Die zweite Karriere von Kehrmaschine und Hubrettungsfahrzeug

Auch wenn Kommunalfahrzeuge in die Jahre gekommen sind, gehören sie noch lange nicht zum alten Eisen. Vielmehr bietet die Vebeg ihnen eine zweite Chance, sich nochmals ins rechte Licht zu rücken. Sehr zur Freude der Kommunen die gegenüber Steuerzahlern in der Pflicht stehen mit ihren Geldern wirtschaftlich zu haushalten.

Als zweitgrößte Stadt des Bundeslandes ist die hessische Landeshauptstadt Wiesbaden das Zuhause von rund 287.000 Einwohnern. Da gibt es natürlich alle Hand voll zu tun für die städtischen Betriebe und Einrichtungen wie etwa Grünflächenamt, Abfallbetriebe und Rettungskräfte. In ihrem Dienst steht eine ganze Flotte von Fahrzeugen und Maschinen, die dafür Sorge trägt, dass Straßen sauber, Mülleimer geleert und Parkanlagen gepflegt sind oder im Notfall schnelle Hilfe zur Stelle ist. Die Investitionen sind bei einem so großen Fuhrpark naturgemäß hoch, denn es gehören auch eine Reihe hochspezialisierter Fahrzeuge wie etwa kommunale Geräteträger, Abrollkipper oder Löschzüge der Feuerwehr dazu.

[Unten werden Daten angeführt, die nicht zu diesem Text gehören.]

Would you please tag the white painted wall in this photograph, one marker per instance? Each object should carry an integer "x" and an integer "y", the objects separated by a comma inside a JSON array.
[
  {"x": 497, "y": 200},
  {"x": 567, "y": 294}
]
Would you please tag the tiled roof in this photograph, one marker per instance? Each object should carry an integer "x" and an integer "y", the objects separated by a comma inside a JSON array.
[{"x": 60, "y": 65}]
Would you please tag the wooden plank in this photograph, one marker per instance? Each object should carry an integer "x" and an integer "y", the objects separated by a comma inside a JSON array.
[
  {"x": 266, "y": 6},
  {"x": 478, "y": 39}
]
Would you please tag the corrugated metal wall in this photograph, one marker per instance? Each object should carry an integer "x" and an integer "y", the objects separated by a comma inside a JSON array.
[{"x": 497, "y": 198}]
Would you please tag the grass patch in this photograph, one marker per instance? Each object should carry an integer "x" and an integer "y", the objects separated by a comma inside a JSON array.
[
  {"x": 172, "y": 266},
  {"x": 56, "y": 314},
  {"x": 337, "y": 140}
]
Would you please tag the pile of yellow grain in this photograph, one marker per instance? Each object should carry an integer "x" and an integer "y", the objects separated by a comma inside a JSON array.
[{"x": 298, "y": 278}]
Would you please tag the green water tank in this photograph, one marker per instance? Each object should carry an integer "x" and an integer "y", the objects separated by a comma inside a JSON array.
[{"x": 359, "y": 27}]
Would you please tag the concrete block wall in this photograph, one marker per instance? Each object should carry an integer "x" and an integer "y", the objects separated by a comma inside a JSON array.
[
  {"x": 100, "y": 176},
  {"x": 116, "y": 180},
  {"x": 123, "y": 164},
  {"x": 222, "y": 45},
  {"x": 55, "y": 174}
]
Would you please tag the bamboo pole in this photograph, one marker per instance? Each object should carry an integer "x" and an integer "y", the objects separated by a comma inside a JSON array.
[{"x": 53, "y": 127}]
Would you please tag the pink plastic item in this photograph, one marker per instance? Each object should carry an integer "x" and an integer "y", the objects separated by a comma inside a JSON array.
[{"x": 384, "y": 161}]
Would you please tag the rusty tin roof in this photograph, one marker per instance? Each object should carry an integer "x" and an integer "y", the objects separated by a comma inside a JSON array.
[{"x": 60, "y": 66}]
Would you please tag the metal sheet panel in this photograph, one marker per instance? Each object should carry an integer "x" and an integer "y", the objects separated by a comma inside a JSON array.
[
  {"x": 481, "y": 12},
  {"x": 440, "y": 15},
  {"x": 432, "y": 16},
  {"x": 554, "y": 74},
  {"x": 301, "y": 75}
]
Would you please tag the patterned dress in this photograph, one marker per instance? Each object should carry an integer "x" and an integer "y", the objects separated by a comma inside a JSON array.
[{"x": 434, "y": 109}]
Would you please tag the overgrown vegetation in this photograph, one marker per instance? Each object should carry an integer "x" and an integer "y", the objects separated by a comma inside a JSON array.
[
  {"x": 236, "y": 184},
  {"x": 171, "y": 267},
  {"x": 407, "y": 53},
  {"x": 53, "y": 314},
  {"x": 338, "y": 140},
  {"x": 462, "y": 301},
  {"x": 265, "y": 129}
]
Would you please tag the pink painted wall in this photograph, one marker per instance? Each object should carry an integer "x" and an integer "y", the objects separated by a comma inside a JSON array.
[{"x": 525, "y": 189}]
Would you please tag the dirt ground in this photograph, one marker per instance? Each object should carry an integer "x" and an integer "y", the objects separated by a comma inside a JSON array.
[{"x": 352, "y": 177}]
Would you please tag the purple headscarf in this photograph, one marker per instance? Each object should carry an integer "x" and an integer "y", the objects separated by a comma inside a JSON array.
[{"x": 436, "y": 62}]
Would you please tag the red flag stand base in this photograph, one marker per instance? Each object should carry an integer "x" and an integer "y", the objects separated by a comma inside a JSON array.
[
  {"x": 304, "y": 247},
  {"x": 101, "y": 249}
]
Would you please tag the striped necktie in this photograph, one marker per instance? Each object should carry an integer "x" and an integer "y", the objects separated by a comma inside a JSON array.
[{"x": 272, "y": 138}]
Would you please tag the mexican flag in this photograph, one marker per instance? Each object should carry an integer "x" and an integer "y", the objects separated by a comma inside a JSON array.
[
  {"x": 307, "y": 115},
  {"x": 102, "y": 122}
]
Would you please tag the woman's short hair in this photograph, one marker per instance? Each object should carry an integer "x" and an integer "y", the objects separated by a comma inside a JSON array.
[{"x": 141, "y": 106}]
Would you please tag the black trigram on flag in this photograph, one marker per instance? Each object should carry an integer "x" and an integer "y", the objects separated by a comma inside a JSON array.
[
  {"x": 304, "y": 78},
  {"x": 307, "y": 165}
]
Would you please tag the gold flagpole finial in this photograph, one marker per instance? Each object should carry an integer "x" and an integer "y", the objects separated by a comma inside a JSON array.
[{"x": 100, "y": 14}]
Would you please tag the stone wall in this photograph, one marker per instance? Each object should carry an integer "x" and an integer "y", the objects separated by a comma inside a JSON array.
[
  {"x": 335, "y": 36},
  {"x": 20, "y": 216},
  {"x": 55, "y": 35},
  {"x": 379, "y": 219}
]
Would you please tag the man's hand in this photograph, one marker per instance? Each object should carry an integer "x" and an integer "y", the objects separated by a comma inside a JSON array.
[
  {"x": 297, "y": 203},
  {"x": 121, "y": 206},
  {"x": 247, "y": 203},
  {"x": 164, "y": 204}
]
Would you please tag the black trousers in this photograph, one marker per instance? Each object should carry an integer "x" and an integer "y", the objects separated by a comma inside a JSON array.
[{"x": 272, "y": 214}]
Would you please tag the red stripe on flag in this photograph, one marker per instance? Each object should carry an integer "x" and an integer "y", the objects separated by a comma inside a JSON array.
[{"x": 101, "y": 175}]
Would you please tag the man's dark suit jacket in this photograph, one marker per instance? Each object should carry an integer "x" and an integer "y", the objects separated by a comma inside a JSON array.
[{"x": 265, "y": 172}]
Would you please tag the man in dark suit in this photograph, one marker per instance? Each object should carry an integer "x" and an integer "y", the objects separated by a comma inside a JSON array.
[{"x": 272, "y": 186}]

Doch trotz guter Pflege und entsprechend langer Nutzungsdauer stellt sich irgendwann die Frage wohin mit den Oldies. An diesem Punkt kommt Alexander Steeg ins Spiel. Er ist Feuer und Flamme – für seinen Beruf als Feuerwehrmann und für den Wiederverkauf gebrauchter Maschinen und Fahrzeuge. Neben seinem Dienst als aktiver Hauptbrandmeister ist er auch in der Verwaltung tätig und kümmert sich als Sachbearbeiter um die Verwertung von in die Jahre gekommenen Kommunalmaschinen. Aktuell hat die Stadt Wiesbaden 953 Fahrzeuge im Einsatz. „Darunter befinden sich neben Feuerwehrfahrzeugen und PKW auch betriebsinterne Maschinen wie Gabelstapler oder Bagger“, so Steeg. „Früher hat sich jedes Amt selbst um die Veräußerung gekümmert, zum Beispiel per Losverfahren oder mit Live-Auktionen vor Ort. Meistens wurden damit nur sehr wenige Kaufinteressenten erreicht, die Güter dabei weit unter Wert verkauft und der Aufwand für die einzelnen Behörden war enorm.“ Heute hält Steeg den Wiederverkauf zentral für alle Ämter der Stadt Wiesbaden in der Hand und fungiert als Mittler zwischen der Stadt und ihrem Dienstleister, der Vebeg GmbH. Seit nun fast einer Dekade arbeitet man zusammen.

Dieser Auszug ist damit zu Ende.